At UCLA, leaders see an opportunity to build out programs in psychology, social welfare, and child and adolescent behavioral health, including new and expanded pathways that connect undergraduates and graduate students to school‑ and community‑based practice.
CSU Dominguez Hills, which educates many first‑generation and low‑income students from South Los Angeles and the South Bay, is framing its portion of the gift as a transformative chance to launch hundreds of locally rooted social workers and counselors who will stay in and strengthen the communities where they grew up.

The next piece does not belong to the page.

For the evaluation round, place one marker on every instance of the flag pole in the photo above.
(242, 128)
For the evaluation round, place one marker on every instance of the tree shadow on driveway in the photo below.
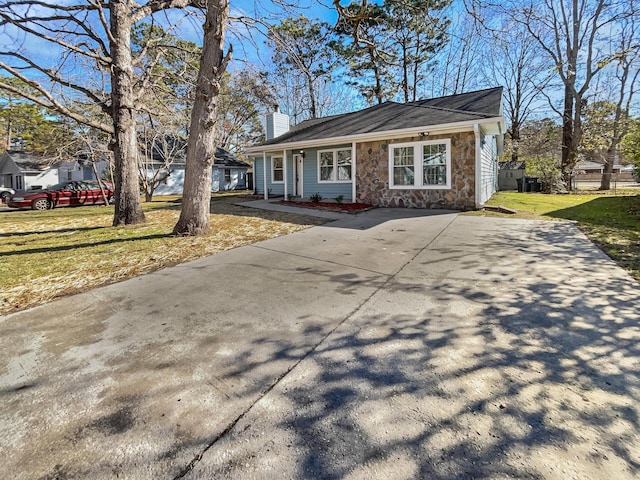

Across the three campuses, the Ballmers’ investment is expected to do more than add numbers to the workforce; it is designed to improve cultural relevance, continuity, and trust in neighborhoods that have long struggled to attract and retain licensed professionals.
This new initiative is fully in keeping with the Ballmers’ broader philanthropic approach, which has grown into one of the most impactful giving programs in the country. Through the Ballmer Group, launched after Steve Ballmer stepped down as Microsoft CEO, the couple has focused on improving economic mobility for children and families in the United States, consistently directing their support to areas where they believe strategic philanthropy can change life trajectories at scale.
As of the end of 2022, the Ballmer Group reported more than $850 million in giving and 380 active grants, backing organizations that range from small community‑based nonprofits to large national networks.
Their giving is notably place‑based, with particularly deep commitments in regions that matter personally to the family — Los Angeles County, Washington state, southeast Michigan, and Oregon — and a strong emphasis on listening to local partners and adapting to on‑the‑ground needs.
Recent years have underscored just how willing the Ballmers are to make big, long‑term bets when they see an opportunity to reshape systems for children and families. In Washington state, Ballmer Group has pledged up to $170 million per year over the next decade — likely more than $1 billion in total — to expand the state’s public preschool program for low‑income families, an extraordinary vote of confidence in the power of early childhood education to change lives.
Climate and environmental issues have also emerged as a major priority, with at least $431 million in new multi‑year climate‑related commitments announced in 2023, placing the Ballmers among the nation’s leading climate philanthropists.
A 2025 profile noted that more than $7 billion in grants had been made over roughly a decade, reflecting the couple’s determination to move resources out the door and into communities rather than letting capital sit on the sidelines.
Across education, economic mobility, public health, and disaster response, their philanthropy is increasingly recognized for its scale, its urgency, and its insistence on measurable, community‑level impact.
In Los Angeles, the $110 million youth mental health commitment is widely seen as a powerful expression of that philosophy.
California faces significant shortages of mental health professionals in nearly every county, and the gap is especially severe for child and adolescent services in low‑income urban districts.
By focusing on scholarships, expanded degree programs, and stronger partnerships between universities, schools, and community agencies, the Ballmers are helping to build the human infrastructure that will sustain better care for years to come, long after the headlines have faded.
University leaders have described the investment as “transformational” and “game‑changing,” emphasizing that its impact will be felt in classrooms, clinics, and community centers across Los Angeles County as new cohorts of trained counselors and social workers move into roles that previously did not exist.
For Steve and Connie Ballmer, it is another example of a philanthropic style that is both bold and deeply grounded in community needs — a long‑term commitment to ensuring that young people not only have access to opportunity, but also the mental health support they need to seize it.